Signals: Energy Transition

S-curves and tipping points are accelerating the low-carbon future. The future of energy is S-shaped. Adoption of technological innovations is typically slow until hitting a tipping point, typically at 5% to 10% of market share, after which they grow like gangbusters until they become mainstream. “S-Curves by their nature are disruptive and rapid,” writes CarbonTracker’s Harry Benham. In a research note exploring growth patterns in the energy transition, Benham explains that manufacturing technologies (think EVs, batteries, solar and wind systems, and heat pumps) benefit from declining costs as knowledge and expertise grow with scale. Extraction projects like fossil fuels, says Benham, “are almost the opposite: one-off, large-scale, complex efforts that are difficult, potentially impossible, to replicate and improve.”

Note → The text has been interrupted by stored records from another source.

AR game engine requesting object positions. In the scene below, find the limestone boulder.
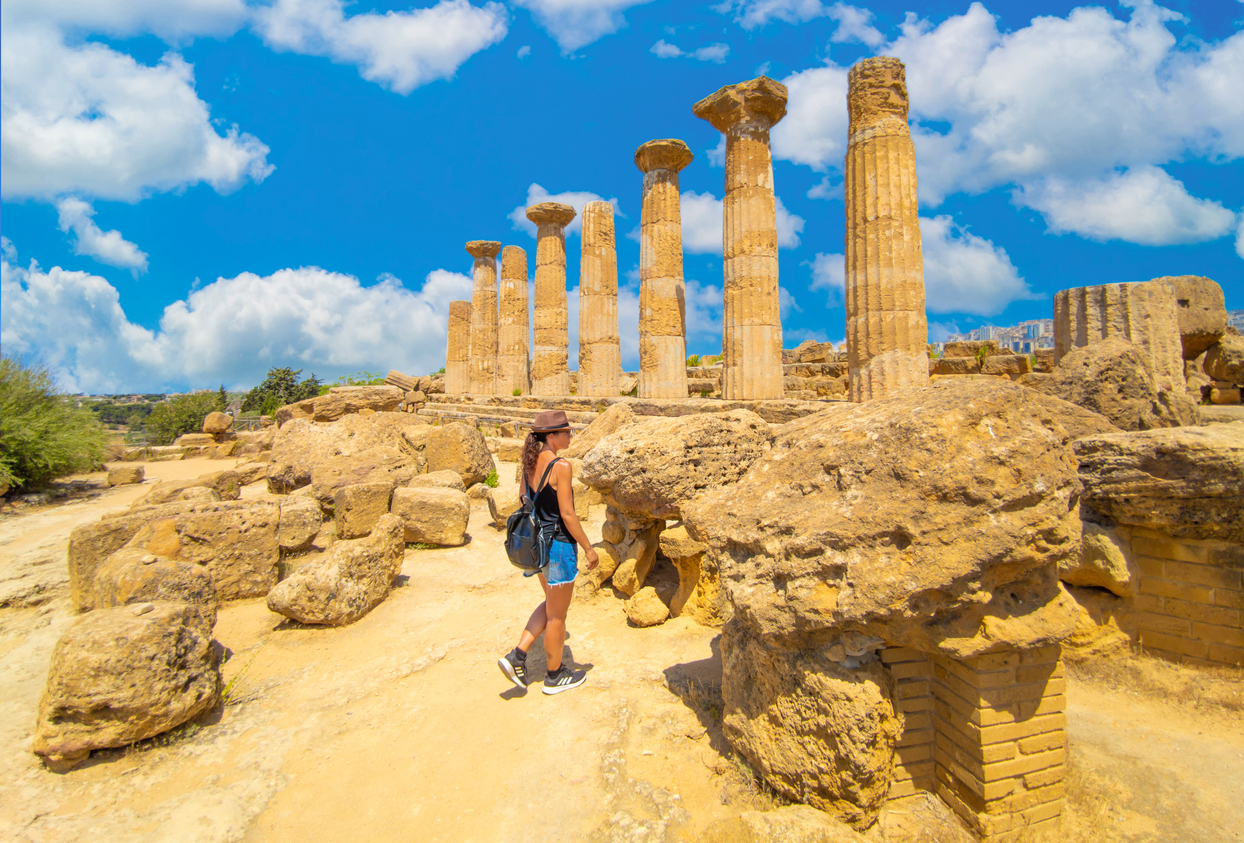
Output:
[581,410,774,521]
[32,602,220,765]
[1074,422,1244,542]
[392,486,467,547]
[683,378,1111,658]
[722,626,903,828]
[1031,338,1195,430]
[267,515,406,627]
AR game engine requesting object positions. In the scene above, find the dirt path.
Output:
[0,461,1244,843]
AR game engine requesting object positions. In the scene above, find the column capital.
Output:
[527,201,575,225]
[847,56,907,133]
[634,138,695,173]
[692,76,786,134]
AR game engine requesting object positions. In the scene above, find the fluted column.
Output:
[445,301,471,395]
[692,76,786,399]
[634,139,694,398]
[527,201,575,395]
[577,201,622,398]
[467,240,501,395]
[845,56,929,402]
[496,246,531,395]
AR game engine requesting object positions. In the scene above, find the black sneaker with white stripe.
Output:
[496,648,527,688]
[544,665,587,694]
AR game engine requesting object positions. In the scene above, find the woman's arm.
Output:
[552,460,598,571]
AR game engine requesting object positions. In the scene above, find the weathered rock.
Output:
[582,410,773,521]
[1059,522,1140,597]
[332,480,393,538]
[1074,422,1244,542]
[267,515,406,627]
[392,486,467,547]
[623,586,669,627]
[697,805,866,843]
[108,465,147,486]
[95,547,216,632]
[1031,338,1195,430]
[683,378,1110,658]
[722,626,900,828]
[32,603,220,763]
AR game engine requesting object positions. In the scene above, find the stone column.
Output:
[496,246,531,395]
[634,139,694,398]
[445,301,471,395]
[845,56,929,402]
[467,240,501,395]
[576,201,622,398]
[527,201,575,395]
[692,76,786,399]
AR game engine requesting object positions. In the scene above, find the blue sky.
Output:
[0,0,1244,392]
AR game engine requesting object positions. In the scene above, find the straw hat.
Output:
[531,410,570,433]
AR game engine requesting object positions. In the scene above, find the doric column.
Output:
[527,201,575,395]
[634,139,694,398]
[692,76,786,399]
[846,56,929,402]
[467,240,501,395]
[577,201,622,398]
[445,301,471,395]
[496,246,531,395]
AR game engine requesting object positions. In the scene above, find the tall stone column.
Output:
[634,139,694,398]
[692,76,786,399]
[467,240,501,395]
[496,246,531,395]
[577,201,622,398]
[846,56,929,402]
[445,301,471,395]
[527,201,575,395]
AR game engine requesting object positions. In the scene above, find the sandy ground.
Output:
[0,460,1244,843]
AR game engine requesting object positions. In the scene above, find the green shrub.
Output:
[146,392,216,445]
[0,356,108,487]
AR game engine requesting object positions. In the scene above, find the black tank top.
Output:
[527,456,575,545]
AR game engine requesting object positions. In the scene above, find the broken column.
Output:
[496,246,531,395]
[634,139,694,398]
[527,201,575,395]
[577,201,622,398]
[692,76,786,399]
[467,240,501,395]
[845,56,929,402]
[445,301,471,395]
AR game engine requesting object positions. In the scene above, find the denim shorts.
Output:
[524,540,578,586]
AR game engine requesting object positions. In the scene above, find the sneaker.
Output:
[544,665,587,694]
[496,650,527,688]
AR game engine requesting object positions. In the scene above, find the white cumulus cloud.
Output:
[56,196,147,276]
[255,0,509,93]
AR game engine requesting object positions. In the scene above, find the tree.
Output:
[0,356,108,487]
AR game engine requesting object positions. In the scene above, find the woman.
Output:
[498,410,597,694]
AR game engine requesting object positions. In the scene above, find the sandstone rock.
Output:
[686,378,1110,658]
[697,804,867,843]
[1059,522,1140,597]
[582,410,773,521]
[95,547,216,632]
[32,603,220,762]
[1033,338,1195,430]
[332,480,393,538]
[722,631,905,828]
[392,486,467,547]
[623,586,669,627]
[1153,275,1227,361]
[1074,422,1244,542]
[267,515,406,627]
[108,465,147,486]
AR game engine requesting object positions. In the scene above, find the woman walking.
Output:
[498,410,597,694]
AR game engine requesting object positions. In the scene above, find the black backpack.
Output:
[505,460,557,571]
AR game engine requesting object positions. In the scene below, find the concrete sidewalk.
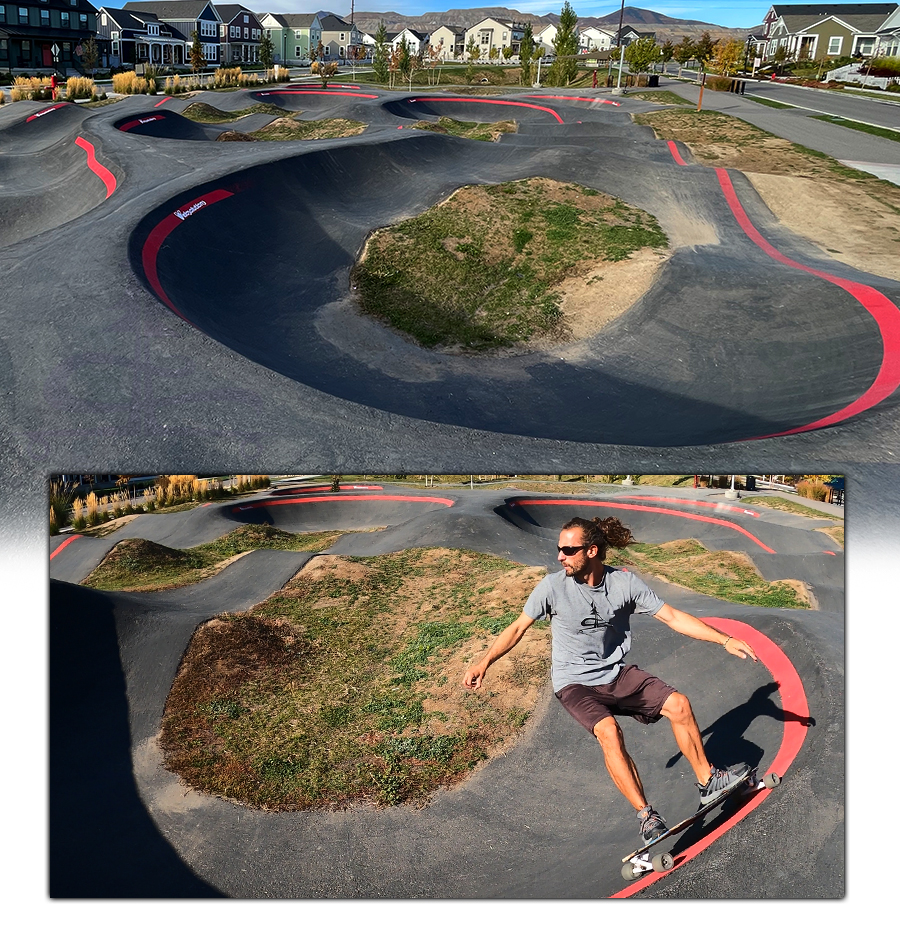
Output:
[659,77,900,185]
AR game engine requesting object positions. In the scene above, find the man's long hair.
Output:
[563,516,634,561]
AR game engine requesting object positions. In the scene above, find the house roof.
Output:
[781,4,891,33]
[122,0,218,19]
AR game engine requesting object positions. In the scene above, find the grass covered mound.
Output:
[609,539,809,609]
[412,116,519,142]
[181,102,291,123]
[84,525,346,592]
[161,549,549,810]
[352,177,666,352]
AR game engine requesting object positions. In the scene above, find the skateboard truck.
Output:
[622,769,781,882]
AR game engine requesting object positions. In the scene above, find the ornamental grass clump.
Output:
[66,77,98,101]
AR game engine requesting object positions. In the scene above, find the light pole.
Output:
[616,0,625,93]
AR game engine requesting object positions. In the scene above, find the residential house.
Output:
[122,0,222,65]
[756,3,897,60]
[97,6,191,68]
[260,13,322,68]
[875,7,900,58]
[578,26,616,52]
[320,13,362,61]
[430,24,466,61]
[216,3,263,64]
[0,0,97,74]
[465,16,525,58]
[389,29,430,55]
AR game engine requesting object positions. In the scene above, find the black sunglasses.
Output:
[556,545,588,557]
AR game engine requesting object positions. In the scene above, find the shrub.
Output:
[795,480,828,502]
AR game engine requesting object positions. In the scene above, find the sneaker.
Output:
[638,806,669,844]
[697,764,750,806]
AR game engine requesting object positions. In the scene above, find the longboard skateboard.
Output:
[622,768,781,881]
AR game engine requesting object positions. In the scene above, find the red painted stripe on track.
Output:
[119,113,166,132]
[141,190,233,320]
[528,93,622,106]
[50,535,84,561]
[619,496,759,519]
[75,135,116,200]
[666,140,687,168]
[405,97,563,123]
[235,493,453,512]
[510,499,777,554]
[610,618,809,899]
[260,90,378,100]
[715,168,900,441]
[25,103,69,122]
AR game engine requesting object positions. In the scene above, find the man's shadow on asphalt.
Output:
[666,681,816,854]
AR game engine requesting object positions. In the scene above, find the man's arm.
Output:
[463,612,536,690]
[656,603,758,660]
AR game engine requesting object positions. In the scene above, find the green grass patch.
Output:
[412,116,518,142]
[161,549,549,810]
[628,90,695,106]
[609,539,809,609]
[84,525,354,591]
[352,178,667,352]
[181,102,292,123]
[809,113,900,142]
[741,496,844,522]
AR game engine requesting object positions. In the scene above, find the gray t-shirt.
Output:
[524,567,664,693]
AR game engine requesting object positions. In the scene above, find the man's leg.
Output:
[660,693,712,785]
[594,716,647,810]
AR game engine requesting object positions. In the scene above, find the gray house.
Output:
[122,0,222,65]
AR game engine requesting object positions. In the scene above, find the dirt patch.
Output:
[634,111,900,280]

  • Proof points. In the U.K., electric vehicle sales are surging: from one in 100 cars sold in 2016 to one in every three cars sold this year, CarbonTracker forecasts. Global EV sales could hit 14 million, or 20% of auto sales this year. Wind and solar now account for more than 75% of all new growth in power production. Next could be “green” hydrogen, as innovation and falling prices kick in for electrolyser technologies, as well as heat pumps, which Benham says are poised to scale. Oil major BP in its latest energy outlook declared the surge in renewables to be “quicker than any previous fuel in history.”

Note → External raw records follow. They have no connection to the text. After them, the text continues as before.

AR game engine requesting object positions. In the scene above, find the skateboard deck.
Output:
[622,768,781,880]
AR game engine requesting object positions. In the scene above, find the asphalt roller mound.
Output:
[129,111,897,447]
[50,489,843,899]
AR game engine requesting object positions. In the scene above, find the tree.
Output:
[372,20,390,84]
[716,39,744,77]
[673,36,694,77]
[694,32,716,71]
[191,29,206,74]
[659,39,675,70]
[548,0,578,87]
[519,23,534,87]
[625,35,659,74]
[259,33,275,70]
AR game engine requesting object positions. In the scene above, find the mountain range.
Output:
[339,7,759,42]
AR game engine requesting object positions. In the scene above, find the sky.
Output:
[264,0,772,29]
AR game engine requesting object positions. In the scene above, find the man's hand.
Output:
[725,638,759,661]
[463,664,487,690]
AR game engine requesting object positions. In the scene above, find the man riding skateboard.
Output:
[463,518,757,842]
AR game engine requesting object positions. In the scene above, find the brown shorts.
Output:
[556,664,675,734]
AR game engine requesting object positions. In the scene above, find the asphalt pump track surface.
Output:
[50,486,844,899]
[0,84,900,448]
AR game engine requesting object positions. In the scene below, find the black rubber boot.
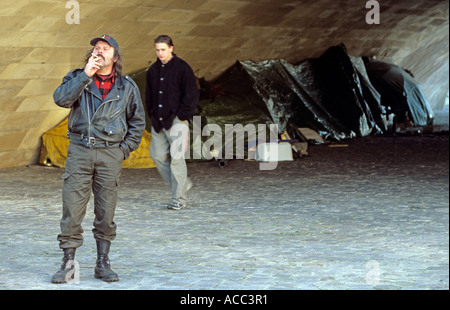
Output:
[94,240,119,282]
[52,248,75,284]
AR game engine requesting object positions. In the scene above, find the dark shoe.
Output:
[94,240,119,282]
[52,248,75,284]
[167,200,186,210]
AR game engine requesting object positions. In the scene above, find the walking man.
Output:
[52,35,145,283]
[145,35,199,210]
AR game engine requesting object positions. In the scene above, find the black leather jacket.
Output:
[53,68,145,158]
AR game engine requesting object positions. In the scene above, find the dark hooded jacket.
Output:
[145,54,199,132]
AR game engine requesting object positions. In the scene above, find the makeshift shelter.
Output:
[201,45,386,140]
[41,44,432,168]
[364,58,434,126]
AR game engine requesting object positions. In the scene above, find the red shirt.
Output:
[94,70,116,99]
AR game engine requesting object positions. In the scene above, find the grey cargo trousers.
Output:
[57,142,124,249]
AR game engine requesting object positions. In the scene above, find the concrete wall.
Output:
[0,0,449,167]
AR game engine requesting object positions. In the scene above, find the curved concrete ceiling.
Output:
[0,0,449,167]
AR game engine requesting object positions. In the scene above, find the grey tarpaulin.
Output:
[364,58,434,126]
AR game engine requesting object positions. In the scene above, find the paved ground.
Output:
[0,135,449,290]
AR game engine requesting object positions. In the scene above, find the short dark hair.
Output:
[155,34,173,46]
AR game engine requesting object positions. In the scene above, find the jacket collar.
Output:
[156,53,178,68]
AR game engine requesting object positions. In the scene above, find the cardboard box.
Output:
[255,141,294,162]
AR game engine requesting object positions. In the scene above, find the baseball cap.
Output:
[91,34,119,51]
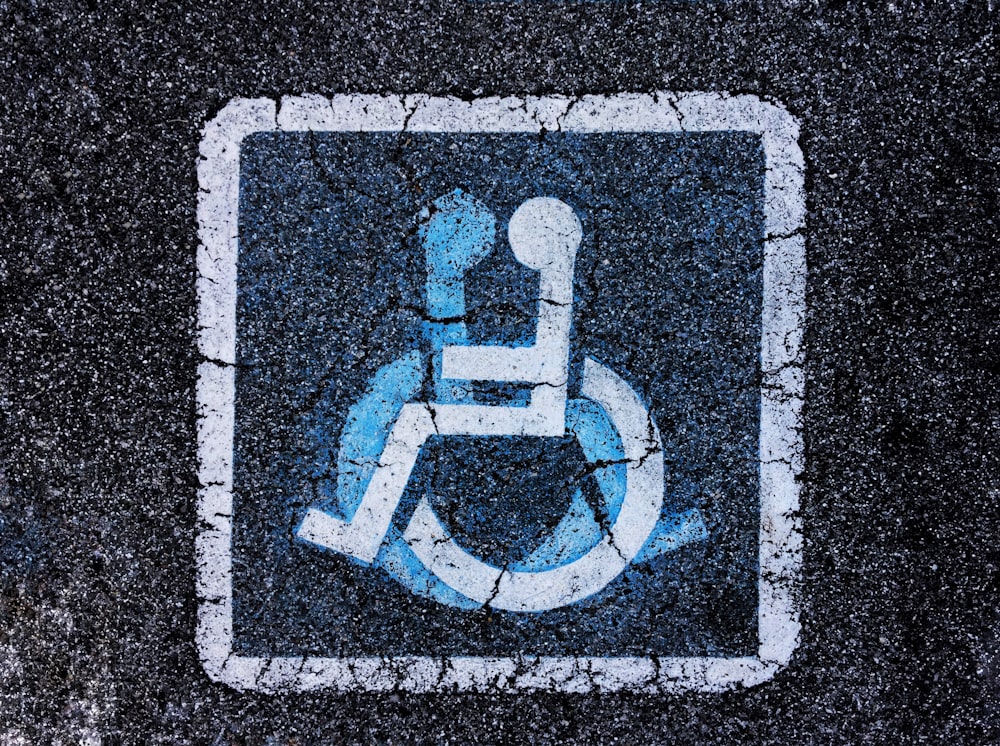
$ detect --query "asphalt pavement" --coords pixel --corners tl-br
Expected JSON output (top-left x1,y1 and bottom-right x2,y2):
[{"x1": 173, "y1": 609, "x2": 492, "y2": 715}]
[{"x1": 0, "y1": 0, "x2": 1000, "y2": 745}]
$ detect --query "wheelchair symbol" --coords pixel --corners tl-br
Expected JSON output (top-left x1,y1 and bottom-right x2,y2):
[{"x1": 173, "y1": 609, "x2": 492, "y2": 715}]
[{"x1": 296, "y1": 190, "x2": 707, "y2": 612}]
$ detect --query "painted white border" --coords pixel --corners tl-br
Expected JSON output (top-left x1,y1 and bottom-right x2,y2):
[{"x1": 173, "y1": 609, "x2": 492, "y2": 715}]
[{"x1": 195, "y1": 93, "x2": 806, "y2": 692}]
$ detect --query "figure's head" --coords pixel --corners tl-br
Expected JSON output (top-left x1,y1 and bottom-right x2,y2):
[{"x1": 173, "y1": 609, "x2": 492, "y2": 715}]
[{"x1": 507, "y1": 197, "x2": 583, "y2": 270}]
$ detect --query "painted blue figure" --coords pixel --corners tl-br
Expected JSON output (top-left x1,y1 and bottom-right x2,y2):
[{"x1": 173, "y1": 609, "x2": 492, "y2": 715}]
[{"x1": 297, "y1": 190, "x2": 707, "y2": 612}]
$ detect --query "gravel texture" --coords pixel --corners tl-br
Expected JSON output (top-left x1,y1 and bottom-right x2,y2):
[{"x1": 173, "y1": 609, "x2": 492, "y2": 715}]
[{"x1": 0, "y1": 0, "x2": 1000, "y2": 744}]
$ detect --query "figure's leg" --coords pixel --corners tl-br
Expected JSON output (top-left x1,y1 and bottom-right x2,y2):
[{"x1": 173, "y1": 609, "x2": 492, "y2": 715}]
[{"x1": 298, "y1": 403, "x2": 435, "y2": 563}]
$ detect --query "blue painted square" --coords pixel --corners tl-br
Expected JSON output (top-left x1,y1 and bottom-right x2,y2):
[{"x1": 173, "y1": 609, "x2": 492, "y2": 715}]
[{"x1": 232, "y1": 132, "x2": 764, "y2": 657}]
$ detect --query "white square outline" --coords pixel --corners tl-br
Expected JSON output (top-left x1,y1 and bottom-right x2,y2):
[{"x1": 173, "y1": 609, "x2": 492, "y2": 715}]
[{"x1": 195, "y1": 92, "x2": 806, "y2": 692}]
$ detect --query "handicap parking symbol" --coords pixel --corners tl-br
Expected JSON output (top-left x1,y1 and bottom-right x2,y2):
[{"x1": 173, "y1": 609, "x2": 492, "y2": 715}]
[{"x1": 197, "y1": 93, "x2": 805, "y2": 691}]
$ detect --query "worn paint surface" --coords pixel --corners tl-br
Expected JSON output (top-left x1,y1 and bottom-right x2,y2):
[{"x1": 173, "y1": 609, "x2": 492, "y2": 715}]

  • Trillion-dollar tipping point. Investors are riding the S-curve. The amount invested globally in renewable energy and other transition technologies last year surpassed $1 trillion for the first time (and that doesn’t include equity investments in climate tech startups). Also for the first time, clean energy investments matched the amount invested in coal, gas and oil, according to BloombergNEF’s Energy Transition Investment Trends report. The data should “put to bed any debate about how the energy crisis will impact clean energy deployment,” said BloombergNEF’s Albert Cheung. “Investment in clean energy technologies is on the brink of overtaking fossil fuel investments, and won’t look back.”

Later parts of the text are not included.